When you purchase a tree that’s already fully grown, you buy off years, maybe decades, of adversity.

Indeed, anyone who has dug a hole, planted a sapling and trained the temperamental thing skyward can appreciate how the drawn-out nature of the encounter touches the inner spirit. It becomes an experience, as Crawford writes, through which “manufactured realities are revealed as pale counterfeits.”

In German, the word for “tuning” is the same word for “mood.” People’s moods, according to this linguistic hint, hinge on being attuned to the world, engaged in real experiences rather than their ersatz virtualized substitutions. Crawford, not surprisingly, is nothing short of a high priest for craft mastery, or at least embracing a hands-on project as a necessary pursuit, precisely because it is the sort of endeavor through which “we are drawn out of ourselves toward beauty.” Otherwise, we are doomed — like the woman having the willow oak airlifted into her front yard, no more in tune to its existence than I was — to standing on the sidelines taking photos with a smartphone.

The super-rich are typically portrayed as so radically different as to be a foreign species — they buy $100,000 trees, after all! The rest of us gawk and, at times, mock their pretensions.

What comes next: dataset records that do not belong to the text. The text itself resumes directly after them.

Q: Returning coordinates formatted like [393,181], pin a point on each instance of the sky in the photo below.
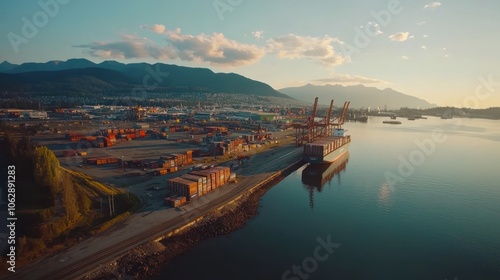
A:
[446,52]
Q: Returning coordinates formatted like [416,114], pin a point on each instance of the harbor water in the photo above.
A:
[419,200]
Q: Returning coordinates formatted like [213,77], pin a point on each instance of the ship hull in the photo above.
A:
[331,157]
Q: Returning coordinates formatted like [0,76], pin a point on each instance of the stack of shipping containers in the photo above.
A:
[182,187]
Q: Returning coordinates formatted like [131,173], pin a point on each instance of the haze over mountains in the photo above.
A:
[76,76]
[80,75]
[359,95]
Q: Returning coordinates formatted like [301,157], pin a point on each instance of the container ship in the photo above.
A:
[317,175]
[327,149]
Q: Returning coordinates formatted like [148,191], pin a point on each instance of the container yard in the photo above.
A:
[201,182]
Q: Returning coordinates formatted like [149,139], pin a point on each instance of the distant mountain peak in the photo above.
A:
[359,95]
[112,75]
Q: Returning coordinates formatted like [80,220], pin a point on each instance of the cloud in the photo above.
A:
[258,34]
[373,27]
[213,49]
[432,5]
[158,28]
[400,36]
[348,79]
[317,48]
[128,47]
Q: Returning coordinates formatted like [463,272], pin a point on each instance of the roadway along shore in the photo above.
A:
[142,227]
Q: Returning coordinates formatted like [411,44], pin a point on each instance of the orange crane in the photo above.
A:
[310,130]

But, the ability to seek solace in prefabricated realities — especially in the virtual worlds inherent to digital life — has become a distressingly easy option for people from all classes. Why talk face-to-face when you can text? Why engage in a genuine town hall debate over gun control when you can troll around in snark-infused anonymity? Why work on intimacy with a lover when there’s porn? It’s all too easy to end up on the wrong side of these questions, because people are wired to avoid adversity and there’s an app for everything.

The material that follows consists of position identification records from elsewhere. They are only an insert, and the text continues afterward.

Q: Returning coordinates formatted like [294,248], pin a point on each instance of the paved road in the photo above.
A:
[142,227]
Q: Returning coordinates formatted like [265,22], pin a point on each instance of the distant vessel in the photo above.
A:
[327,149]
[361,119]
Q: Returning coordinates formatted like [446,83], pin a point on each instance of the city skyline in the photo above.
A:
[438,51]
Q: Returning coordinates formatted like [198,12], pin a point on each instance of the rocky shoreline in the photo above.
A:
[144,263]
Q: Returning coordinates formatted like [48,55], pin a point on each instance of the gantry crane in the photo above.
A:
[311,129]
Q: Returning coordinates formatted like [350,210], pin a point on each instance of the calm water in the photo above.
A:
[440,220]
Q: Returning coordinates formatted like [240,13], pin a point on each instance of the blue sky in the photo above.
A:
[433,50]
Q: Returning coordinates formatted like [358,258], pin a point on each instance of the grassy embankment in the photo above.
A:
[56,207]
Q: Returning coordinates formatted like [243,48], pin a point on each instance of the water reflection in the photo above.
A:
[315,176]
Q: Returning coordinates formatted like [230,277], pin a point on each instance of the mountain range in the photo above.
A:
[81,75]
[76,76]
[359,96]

Going for the cheap way out of a potentially meaningful and grounded, if difficult, encounter with the actual world — not to mention the real, flawed people in it — is to disconnect from the reality under our noses, the one that imbues us with a sense of who we are. We may never be able to afford a $100,000 tree, but that doesn’t mean we’re immune to the same alienating consequences. In this respect, we’re all equal.